Однако в мае 1573 г., когда осада Ла-Рошели затянулась, польский сейм провозгласил Генриха Анжуйского королем. Крайне спешно подписали мир (Булонский эдикт), войска распустили, и принцы вернулись в Париж, где в ближайшие месяцы вся энергия двора уходила на подготовку отъезда Генриха. В августе в Париже приняли польское посольство. В рукописи «Мемуаров» на этом месте лакуна, так что послушаем Брантома: «Когда во Францию прибыли польские послы, чтобы возвестить нашему королю Генриху о его избрании на трон Польши и принести ему клятву верности и повиновения, то после того, как они изъявили почтение королю Карлу, и королеве-матери, и своему королю, они особо и в течение нескольких дней изъявляли его Месье [Алансону], королю и королеве Наварры; в день же, когда они явились для этого к названной королеве Наваррской, она показалась им столь прекрасной, столь великолепно и богато украшенной и наряженной, отмеченной таким величием и грацией, что все обомлели от подобной красоты. И был среди них Лаский, один из главных в посольстве, каковой на моих глазах молвил, отступив назад […]: "Нет, после такой красоты я не желаю более ничего видеть"». Но не только красотой Маргарита покорила мужей Востока. «Когда поляки…прибыли к ней, чтобы выразить свое почтение, епископ Краковский, главный и первый человек среди послов, произнес торжественную речь на латинском языке, адресованную всем присутствующим, так как был мудрым и ученым прелатом. Королева, хорошо поняв и разобрав эту речь, ответила ему настолько выразительно и с таким знанием дела, безо всякой помощи переводчика, что все пришли в большое изумление, а ее голос они [поляки] назвали голосом второй Минервы или богини красноречия»[101]

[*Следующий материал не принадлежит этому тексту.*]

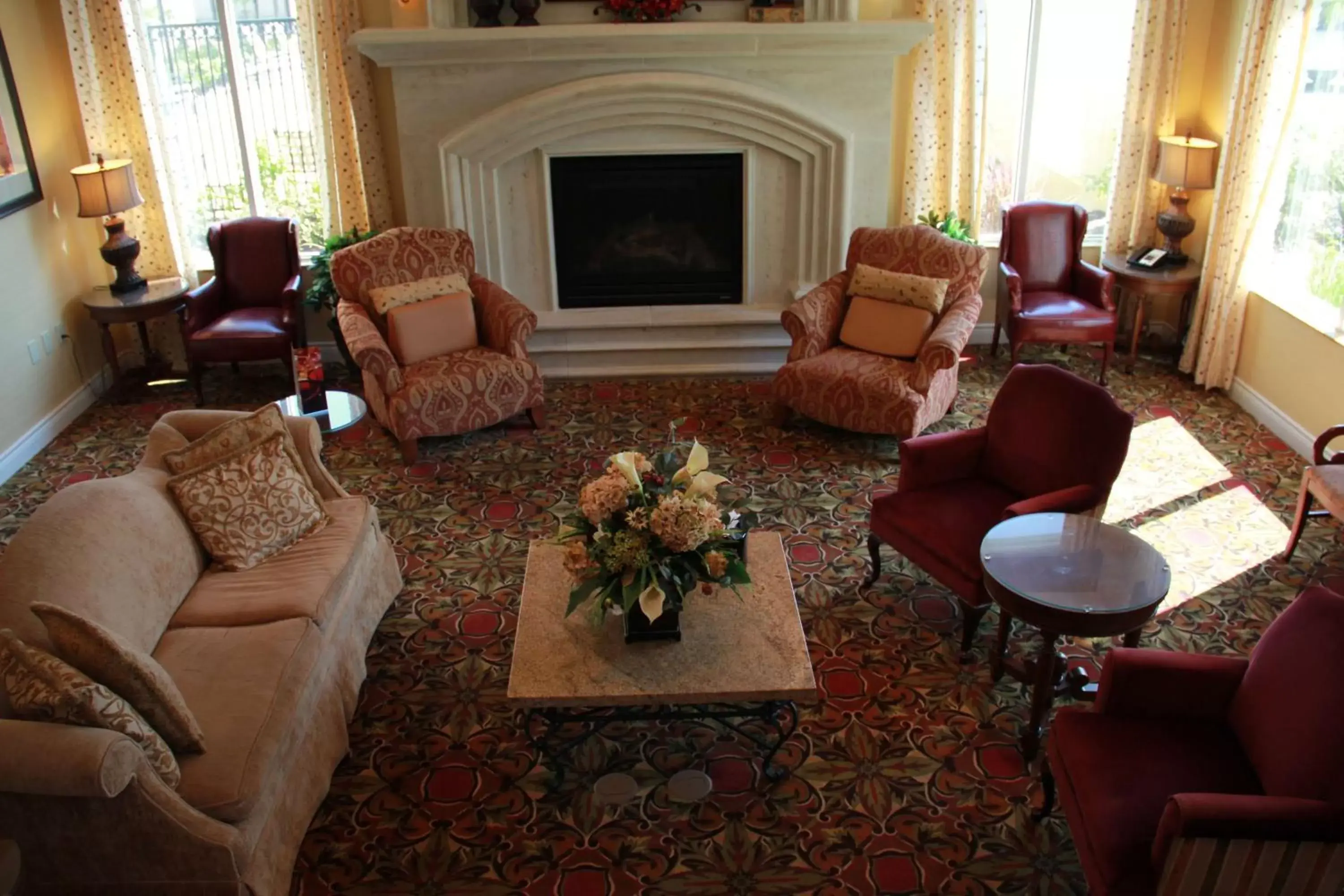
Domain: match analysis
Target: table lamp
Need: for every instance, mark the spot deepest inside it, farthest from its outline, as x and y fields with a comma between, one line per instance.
x=108, y=189
x=1183, y=163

.В начале сентября королева-мать устроила для послов из Польши праздник в Тюильри. Маргарита в тот день появилась в одежде, которая, по словам Брантома, ей особенно шла: «На ней было платье из бледно-злого испанского бархата, в изобилии отделанное тафтой, и шапочка из такого же бархата, так украшенная перьями и драгоценными камнями, что лучше некуда. […] Когда она явилась в Тюильри в таком наряде, VI сказал г-ну де Ронсару, стоявшему подле меня: "Скажите правду, сударь, не находите ли вы, что прекрасная королева в сем облачении представляется подобием красивой утренней зари, каковая занимается перед началом дня, с ее прекрасным белым лицом, в окаймлении алого и ярко-красного? […]" Г-н де Ронсар признал, что так оно и есть; и, использовав таковое сравнение, которое он нашел очень хорошим, он сочинил прекрасный сонет, отдав его мне»[102]

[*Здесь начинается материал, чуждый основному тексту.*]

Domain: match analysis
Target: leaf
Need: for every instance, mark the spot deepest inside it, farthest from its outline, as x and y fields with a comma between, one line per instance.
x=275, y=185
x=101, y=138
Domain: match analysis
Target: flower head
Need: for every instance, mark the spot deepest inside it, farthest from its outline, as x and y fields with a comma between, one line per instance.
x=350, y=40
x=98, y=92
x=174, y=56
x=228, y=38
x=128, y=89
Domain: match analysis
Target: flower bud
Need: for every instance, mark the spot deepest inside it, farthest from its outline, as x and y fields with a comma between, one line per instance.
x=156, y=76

.Итак, снова воцарилась атмосфера забав и праздников. Д'Обинье, пытавшийся тогда сделать карьеру при дворе, задумал пьесу под названием «Цирцея», в которой главную роль должна была сыграть Маргарита, но «королева-мать не пожелала оплачивать ее постановку»[103]
. Во время праздников приготовления к отъезду продолжали поглощать внимание Екатерины, которая должна была изыскивать деньги на поездку сына. Видя, что у Карла проявляется все больше явных признаков болезни, она также приняла меры, чтобы в случае несчастья наследником французской короны был назначен Генрих — хоть бы он и был королем Польши. Он и сам тревожился, поскольку видел, что некоторые рады его отъезду. Поэтому он предпринял новую попытку обаять сестру: «За несколько месяцев до своего отъезда из Франции он попытался всеми путями заставить забыть меня дурные примеры его неблагодарности и возобновить наши дружеские отношения в той мере, в какой они существовали когда-то, обязывая меня дать соответствующие клятвы и обещания с именем Бога на устах». Маргарита не пишет, какой была ее реакция, но нам сообщает о ней граф де Шеверни. Действительно, как сообщает он, в начале ноября двор тронулся с места, чтобы сопроводить Генриха за французскую границу. Вскоре кортеж остановился: Карл, серьезно больной, не мог ехать дальше Витри. «Король Польши […] продолжил путешествие и доехал до Бламона, лотарингского города, до которого его сопровождали королева, его мать, г-н Алансонский, его брат, королева Наваррская, его сестра, и г-н Лотарингский, и там они расстались; он попрощался с названной королевой-матерью, не без величайшего взаимного сожаления, и с названной королевой Наваррской, каковая в моем присутствии обещала ему сохранять к нему большие дружеские чувства, и я уверен, она так и сделает, если вскоре ее не развлечет что-либо иное»[104]. Шеверни был прав, и доброе согласие между братом и сестрой пока было безупречным, как показывает письмо Маргариты брату в ближайшие недели после его отъезда, где она заверяет, что желает разделить его судьбу, добрую или злую[105].